"Kids don't hang out anymore, they just play games online" -ADHD Dude - Ryan Wexelblatt

"Kids don't hang out anymore, they play games together online."
I can't tell you how many parents have told me that their sons have said this to them.

-Boys who struggle with understanding how to cultivate friendships (or move up the friendship pyramid in my video from last week) may need to learn some or all of the following:
-Scaffolding to learn how to initiate "hanging out" & making plans.
-How to show that they're thinking about their friend(s) thoughts & feelings during playdates/hanging out.
-What it means to be a good host and a good guest.
-How to successfully be part of a group which may include learning how to be more cognitively flexible.
-How to show interest in peers so they understand they're interested in moving up the friendship pyramid.
-How to spend time with similar-age peers without the supervision of adults (self-regulation).
What makes this difficult for many kids?
-Many parents do not put parameters around screen time thus many kids are spending excessive amount of hours in front of screens and have no social interactions outside of school or structured activities.
-Some parents believe that permitting unstructured hanging out time is being a neglectful parent due to our current culture of fear-based parenting.
-Overscheduling kids with activities (which denies kids the opportunity to develop social & executive functioning skills).
This list could go on and on.
My best memories of being a kid were not activities I participated in but the time I spent with friends playing & hanging out.
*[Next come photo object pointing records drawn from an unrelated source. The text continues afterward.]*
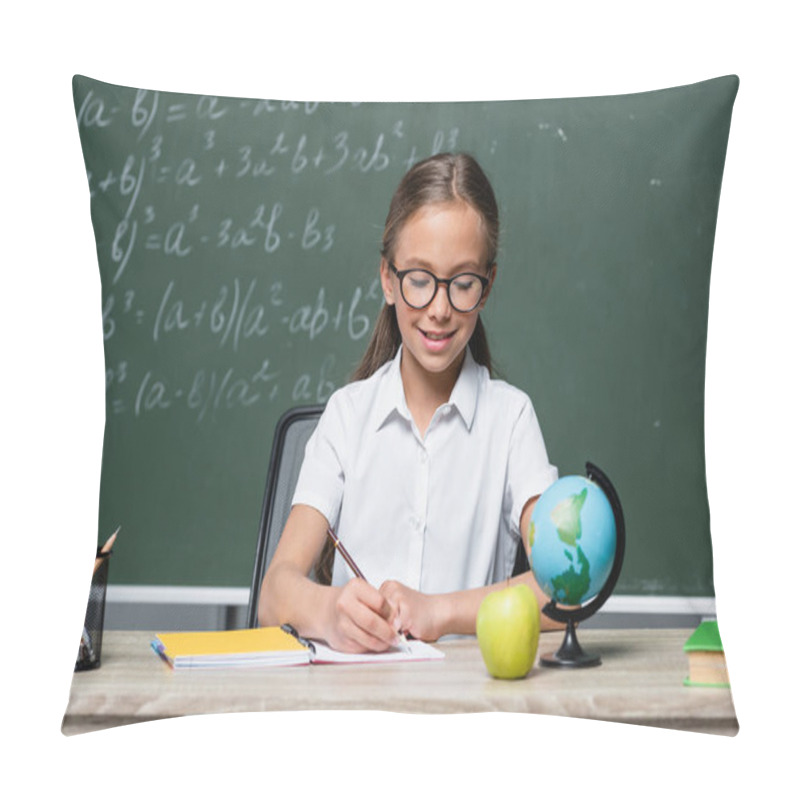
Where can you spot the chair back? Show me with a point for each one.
(288, 448)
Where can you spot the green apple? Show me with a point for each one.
(507, 626)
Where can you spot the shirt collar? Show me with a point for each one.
(391, 396)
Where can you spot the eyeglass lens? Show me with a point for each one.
(419, 288)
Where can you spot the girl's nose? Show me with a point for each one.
(440, 305)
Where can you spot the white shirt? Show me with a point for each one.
(439, 513)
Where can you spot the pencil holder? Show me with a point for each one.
(91, 645)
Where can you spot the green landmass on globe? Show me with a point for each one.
(566, 517)
(571, 585)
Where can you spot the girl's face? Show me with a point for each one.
(446, 239)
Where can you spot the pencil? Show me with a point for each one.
(345, 555)
(359, 574)
(106, 548)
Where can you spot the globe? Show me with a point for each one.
(573, 540)
(577, 544)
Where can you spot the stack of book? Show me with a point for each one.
(707, 665)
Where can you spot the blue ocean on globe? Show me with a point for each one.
(573, 539)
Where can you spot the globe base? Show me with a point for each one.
(570, 655)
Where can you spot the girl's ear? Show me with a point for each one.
(492, 275)
(387, 284)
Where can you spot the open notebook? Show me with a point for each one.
(272, 646)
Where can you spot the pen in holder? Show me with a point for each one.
(92, 635)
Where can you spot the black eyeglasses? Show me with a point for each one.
(419, 286)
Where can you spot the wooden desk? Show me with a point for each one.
(639, 682)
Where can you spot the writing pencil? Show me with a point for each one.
(358, 573)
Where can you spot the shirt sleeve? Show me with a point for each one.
(529, 469)
(320, 483)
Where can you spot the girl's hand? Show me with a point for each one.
(417, 614)
(359, 619)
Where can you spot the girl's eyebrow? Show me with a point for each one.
(464, 266)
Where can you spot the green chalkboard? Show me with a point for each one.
(238, 240)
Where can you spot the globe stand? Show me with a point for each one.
(571, 655)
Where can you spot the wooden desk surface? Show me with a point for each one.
(639, 682)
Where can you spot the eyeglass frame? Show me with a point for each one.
(401, 273)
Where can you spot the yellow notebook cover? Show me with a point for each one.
(249, 646)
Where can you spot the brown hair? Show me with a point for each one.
(443, 178)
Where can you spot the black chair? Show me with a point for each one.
(288, 448)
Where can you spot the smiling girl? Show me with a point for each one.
(427, 468)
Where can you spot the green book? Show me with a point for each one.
(707, 665)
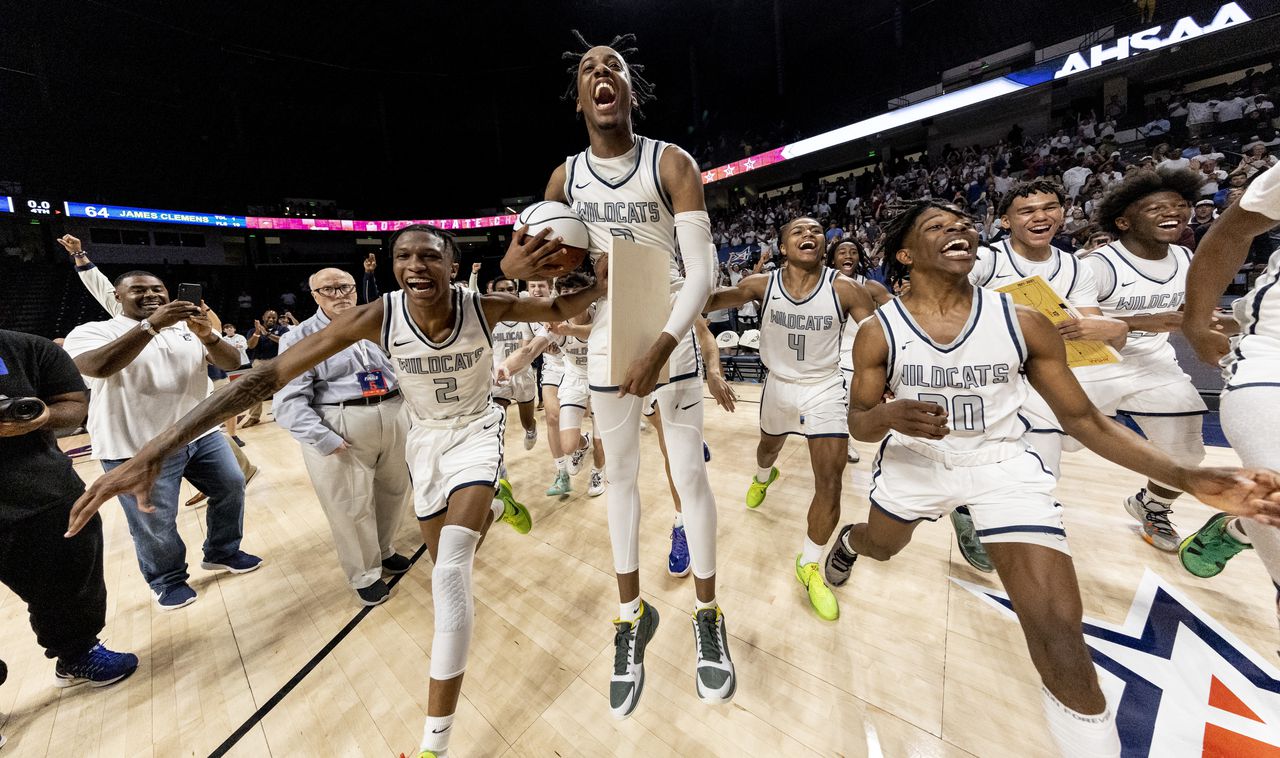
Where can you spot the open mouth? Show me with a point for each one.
(956, 249)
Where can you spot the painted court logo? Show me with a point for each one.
(1180, 683)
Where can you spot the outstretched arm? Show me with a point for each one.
(140, 473)
(1253, 493)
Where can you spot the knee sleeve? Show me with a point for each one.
(682, 429)
(451, 593)
(617, 423)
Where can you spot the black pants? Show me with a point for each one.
(59, 579)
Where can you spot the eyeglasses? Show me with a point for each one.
(338, 291)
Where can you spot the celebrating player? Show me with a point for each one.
(652, 192)
(439, 338)
(954, 356)
(804, 314)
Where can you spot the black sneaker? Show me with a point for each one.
(374, 594)
(397, 564)
(840, 560)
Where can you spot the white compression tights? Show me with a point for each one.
(617, 419)
(1251, 419)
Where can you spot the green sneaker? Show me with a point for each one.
(512, 512)
(563, 485)
(755, 493)
(1206, 552)
(970, 547)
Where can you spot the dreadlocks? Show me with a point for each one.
(895, 236)
(625, 44)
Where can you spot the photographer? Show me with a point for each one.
(59, 579)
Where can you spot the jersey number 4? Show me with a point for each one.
(965, 411)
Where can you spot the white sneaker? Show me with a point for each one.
(576, 457)
(597, 488)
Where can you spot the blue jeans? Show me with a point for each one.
(211, 467)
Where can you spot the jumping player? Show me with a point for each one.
(1251, 401)
(1142, 281)
(803, 318)
(439, 338)
(644, 190)
(954, 356)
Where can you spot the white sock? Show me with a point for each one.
(810, 553)
(1237, 529)
(1079, 735)
(629, 611)
(435, 733)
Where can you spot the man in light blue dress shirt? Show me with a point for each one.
(350, 418)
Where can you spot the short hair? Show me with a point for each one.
(899, 227)
(449, 242)
(1027, 190)
(132, 274)
(1141, 183)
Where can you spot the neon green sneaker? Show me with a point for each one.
(512, 512)
(755, 493)
(1206, 552)
(821, 597)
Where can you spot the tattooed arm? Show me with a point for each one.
(140, 473)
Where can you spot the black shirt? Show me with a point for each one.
(35, 474)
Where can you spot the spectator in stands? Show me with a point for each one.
(59, 579)
(264, 345)
(146, 370)
(350, 419)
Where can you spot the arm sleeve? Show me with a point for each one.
(100, 287)
(694, 234)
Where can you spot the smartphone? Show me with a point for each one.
(190, 293)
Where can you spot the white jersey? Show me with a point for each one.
(624, 197)
(440, 380)
(1129, 286)
(999, 265)
(800, 337)
(977, 378)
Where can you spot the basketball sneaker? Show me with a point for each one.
(821, 597)
(576, 457)
(967, 539)
(1156, 528)
(677, 561)
(597, 487)
(714, 674)
(563, 485)
(840, 560)
(1206, 552)
(757, 491)
(513, 512)
(630, 639)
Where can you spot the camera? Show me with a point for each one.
(21, 409)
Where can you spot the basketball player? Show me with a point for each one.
(954, 356)
(1142, 281)
(1251, 401)
(630, 186)
(849, 258)
(520, 388)
(1032, 213)
(438, 336)
(803, 318)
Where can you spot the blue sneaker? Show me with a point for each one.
(97, 667)
(176, 597)
(238, 562)
(677, 562)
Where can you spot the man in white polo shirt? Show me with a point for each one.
(146, 369)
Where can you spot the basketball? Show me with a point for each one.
(565, 223)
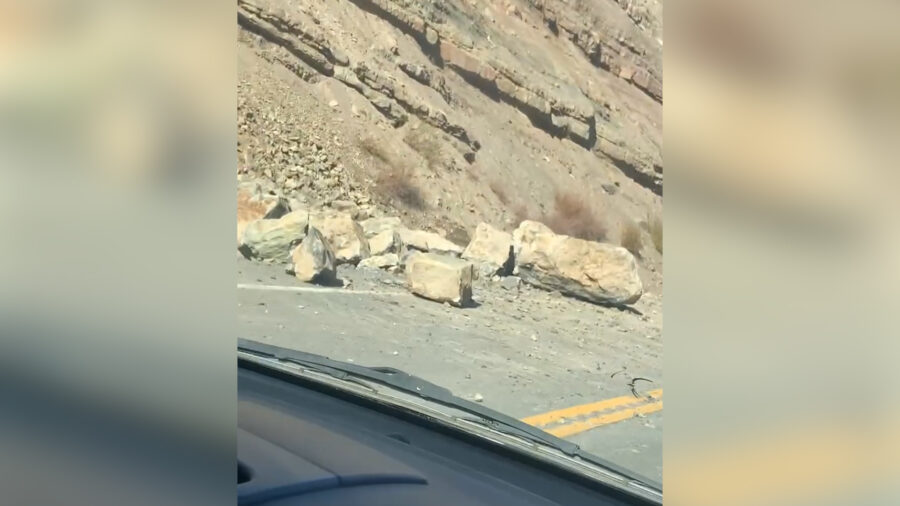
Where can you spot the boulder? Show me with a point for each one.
(597, 272)
(313, 260)
(272, 239)
(343, 234)
(379, 261)
(385, 242)
(346, 206)
(491, 247)
(526, 231)
(253, 204)
(375, 226)
(428, 242)
(440, 278)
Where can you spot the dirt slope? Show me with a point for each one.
(453, 113)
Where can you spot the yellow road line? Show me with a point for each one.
(586, 409)
(570, 429)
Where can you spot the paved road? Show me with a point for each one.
(560, 364)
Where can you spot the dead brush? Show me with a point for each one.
(654, 224)
(500, 192)
(396, 184)
(575, 216)
(630, 238)
(375, 149)
(427, 144)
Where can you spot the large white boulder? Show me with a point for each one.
(253, 204)
(313, 260)
(428, 242)
(440, 278)
(492, 248)
(272, 240)
(598, 272)
(343, 233)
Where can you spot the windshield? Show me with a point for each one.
(468, 193)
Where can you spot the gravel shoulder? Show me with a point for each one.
(524, 351)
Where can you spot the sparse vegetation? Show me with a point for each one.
(655, 225)
(574, 215)
(396, 183)
(520, 213)
(630, 238)
(499, 191)
(426, 144)
(395, 180)
(375, 149)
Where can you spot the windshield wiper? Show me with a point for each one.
(413, 385)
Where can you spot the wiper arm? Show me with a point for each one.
(416, 386)
(407, 383)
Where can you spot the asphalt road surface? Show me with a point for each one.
(561, 364)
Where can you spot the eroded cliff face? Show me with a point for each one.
(493, 107)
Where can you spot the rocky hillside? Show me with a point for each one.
(456, 113)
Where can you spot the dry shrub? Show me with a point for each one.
(426, 144)
(574, 215)
(655, 225)
(396, 183)
(630, 238)
(500, 192)
(395, 177)
(521, 213)
(376, 149)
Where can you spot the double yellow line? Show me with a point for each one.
(570, 421)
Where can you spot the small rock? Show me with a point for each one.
(313, 260)
(385, 242)
(510, 283)
(379, 261)
(374, 226)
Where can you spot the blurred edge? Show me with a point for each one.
(117, 139)
(782, 121)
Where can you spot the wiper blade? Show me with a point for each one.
(407, 383)
(413, 385)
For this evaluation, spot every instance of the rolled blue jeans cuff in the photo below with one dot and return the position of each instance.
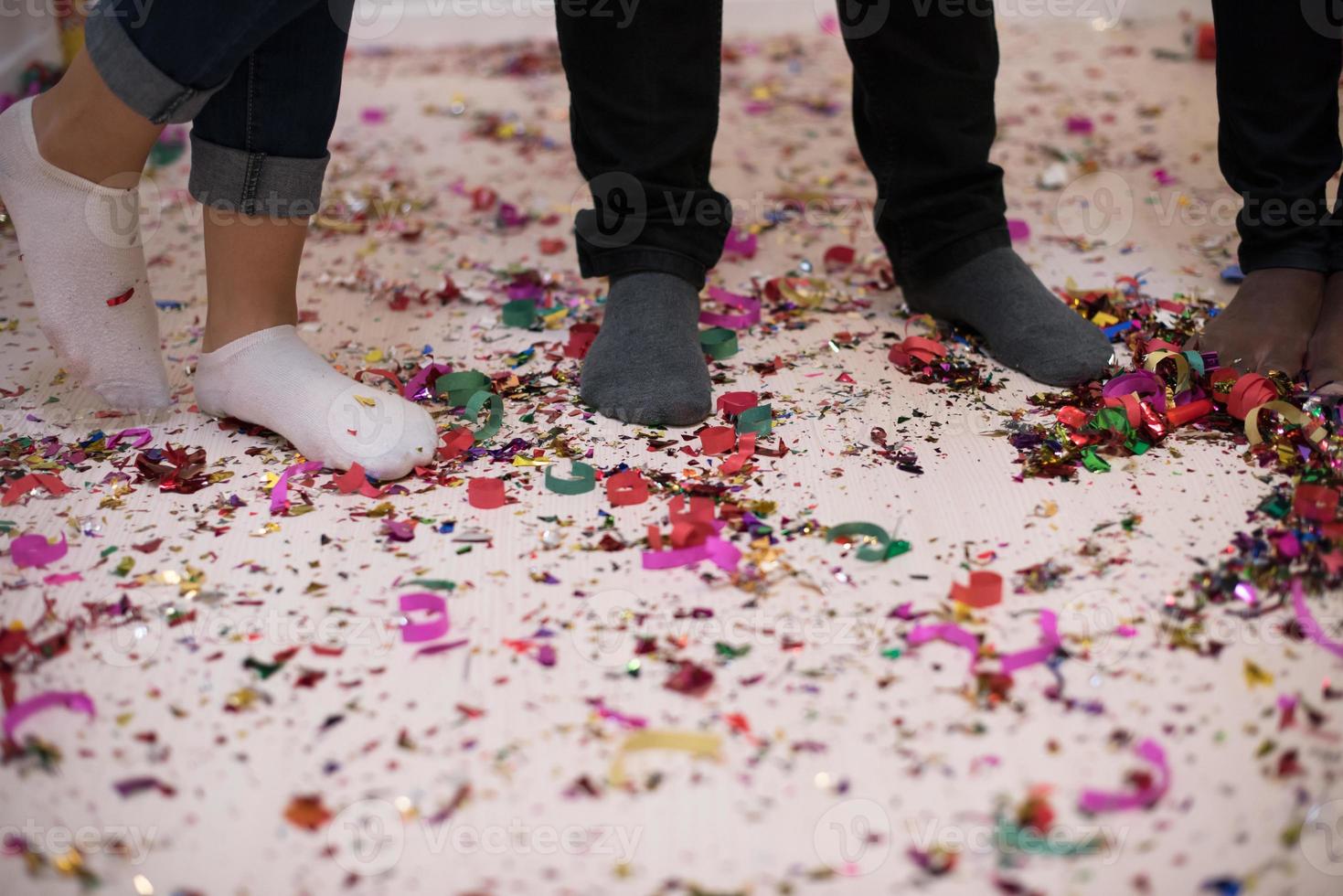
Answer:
(252, 183)
(132, 77)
This helped me develop creativity, critical thinking skills and self-regulation. I'm sure many of you I would say the same.
This is not a parenting problem, it's a systemic problem as I mentioned above. Having social learning challenges only complicates this for kids with ADHD.
I took this picture in my office today. These guys asked if they could come to my office during lunch so they could hang out, talk Pokemon and trade cards.

What memories will your son have 20 or 30 years from now in terms of his social relationships? I think that's a question we need to ask ourselves in order to figure out if there's something we can do to be helpful.